C’est que les critiques et les cinéphiles s’attendaient à voir «Bird» d’Andrea Arnold ou  «Emilia Perez» de Jacques Audiard ou encore «Les graines du figuier sauvage» de Mohammed Rasoulof rafler la récompense suprême mais la réalisatrice et actrice américaine Greta Gerwig a déclaré, lors de la conférence de presse qui suit le Palmarès, que le jury a été «envoûté» par le film et d’ajouter «On a laissé parler nos cœurs».

Il est vrai, aussi, que les jurés et leur présidente ont voulu récompenser un film américain indépendant d’autant que la dernière Palme d’Or américaine remonte à  13 ans et a été octroyée à Terrence Malick pour « The tree of life».  Du genre comédie, «Anora» se focalise sur les ouvrières du sexe à travers le vécu d’Anora (Mikey Madison). Il faut dire que Sean Baker s’est toujours intéressé dans ses métrages à l’image de « Starlett»  et «Red Rocket», aux marginaux et aux laissés pour compte. Certes, la rencontre rocambolesque d’Anora, strip-teaseuse new-yorkaise, avec le fils d’un oligarque russe a de quoi séduire, mais le réalisateur ne va pas au fond des choses et se contente de les effleurer. Le monde des Carl-girl demeure obscur sans être mis à nu dans ce «Pretty Woman» moderne.

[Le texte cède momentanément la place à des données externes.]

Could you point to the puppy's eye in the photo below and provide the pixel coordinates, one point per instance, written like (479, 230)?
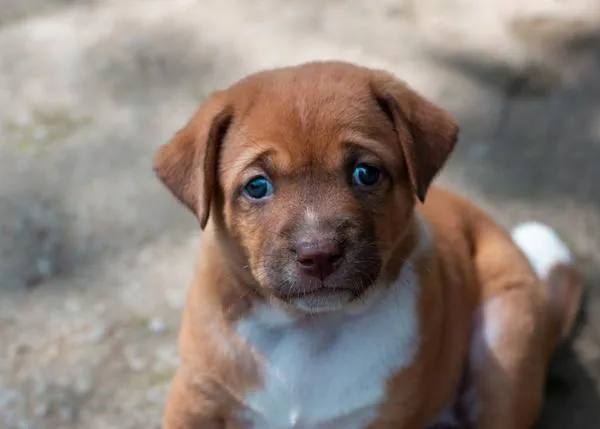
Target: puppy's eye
(365, 175)
(258, 188)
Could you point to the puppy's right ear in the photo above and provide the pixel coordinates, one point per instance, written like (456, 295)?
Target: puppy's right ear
(188, 164)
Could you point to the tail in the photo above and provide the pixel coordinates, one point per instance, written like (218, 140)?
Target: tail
(553, 262)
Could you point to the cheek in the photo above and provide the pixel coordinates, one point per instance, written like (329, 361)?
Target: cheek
(392, 218)
(246, 230)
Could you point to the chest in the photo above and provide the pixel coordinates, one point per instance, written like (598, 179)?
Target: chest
(330, 371)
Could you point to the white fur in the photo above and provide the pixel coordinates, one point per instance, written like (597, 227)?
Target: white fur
(542, 246)
(330, 371)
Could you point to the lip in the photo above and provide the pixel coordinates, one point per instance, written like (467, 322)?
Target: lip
(319, 292)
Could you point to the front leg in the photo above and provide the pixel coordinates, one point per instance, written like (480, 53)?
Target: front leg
(516, 334)
(192, 406)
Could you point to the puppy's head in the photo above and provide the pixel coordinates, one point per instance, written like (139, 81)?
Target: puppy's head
(311, 173)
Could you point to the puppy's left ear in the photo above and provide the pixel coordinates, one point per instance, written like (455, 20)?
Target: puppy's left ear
(426, 133)
(188, 164)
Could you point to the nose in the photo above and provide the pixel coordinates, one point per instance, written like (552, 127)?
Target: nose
(318, 258)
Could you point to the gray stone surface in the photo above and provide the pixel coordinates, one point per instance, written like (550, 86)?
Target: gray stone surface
(95, 256)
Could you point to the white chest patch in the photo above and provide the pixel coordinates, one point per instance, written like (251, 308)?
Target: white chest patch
(330, 371)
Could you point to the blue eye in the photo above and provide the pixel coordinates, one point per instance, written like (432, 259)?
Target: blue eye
(365, 175)
(258, 188)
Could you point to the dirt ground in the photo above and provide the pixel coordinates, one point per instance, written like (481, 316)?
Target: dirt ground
(95, 256)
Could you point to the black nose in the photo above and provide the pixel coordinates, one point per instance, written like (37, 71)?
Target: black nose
(318, 258)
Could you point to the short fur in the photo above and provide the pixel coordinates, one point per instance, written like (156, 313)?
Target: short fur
(431, 313)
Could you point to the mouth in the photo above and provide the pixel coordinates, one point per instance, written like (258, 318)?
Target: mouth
(319, 300)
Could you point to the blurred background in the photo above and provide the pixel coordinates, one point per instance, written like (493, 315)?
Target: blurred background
(95, 256)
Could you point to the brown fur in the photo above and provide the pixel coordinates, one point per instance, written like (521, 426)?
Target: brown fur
(294, 125)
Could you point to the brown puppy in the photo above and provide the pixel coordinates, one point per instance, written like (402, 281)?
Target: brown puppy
(328, 293)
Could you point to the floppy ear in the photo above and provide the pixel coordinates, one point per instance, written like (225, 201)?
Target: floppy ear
(188, 164)
(426, 133)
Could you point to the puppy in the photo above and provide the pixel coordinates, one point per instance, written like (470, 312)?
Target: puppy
(336, 288)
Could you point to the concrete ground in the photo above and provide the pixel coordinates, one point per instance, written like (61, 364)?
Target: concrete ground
(95, 256)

« All we imagine as light » de Payal Kapadia, grand prix du jury

Le Grand Prix, attribué à «All we imagine as light» de l’Indienne Payal Kapadia, récompense un film de femmes, la réalisatrice et ses trois actrices, et un film qui traite de la place des femmes au sein de la société indienne à travers le quotidien de deux colocataires infirmières. Le film évoque subtilement, dans une approche emphatique, le désir d’indépendance ou le désir tout court ainsi que la manière dont il est vécu par les deux protagonistes d’âges et de caractères très différents, la plus jeune, Anu,  est insouciante, joviale, drôle, libre,  tandis que  Prahba, plus âgée, est tourmentée, taciturne, secrète et méfiante, c’est quasiment l’enjeu essentiel du film, car c’est cette opposition entre les 2 personnages qui fait évoluer le récit. L’approche contemplative de cet opus qui traite, entre autres, de la sororité distille une critique subtile de l’Inde.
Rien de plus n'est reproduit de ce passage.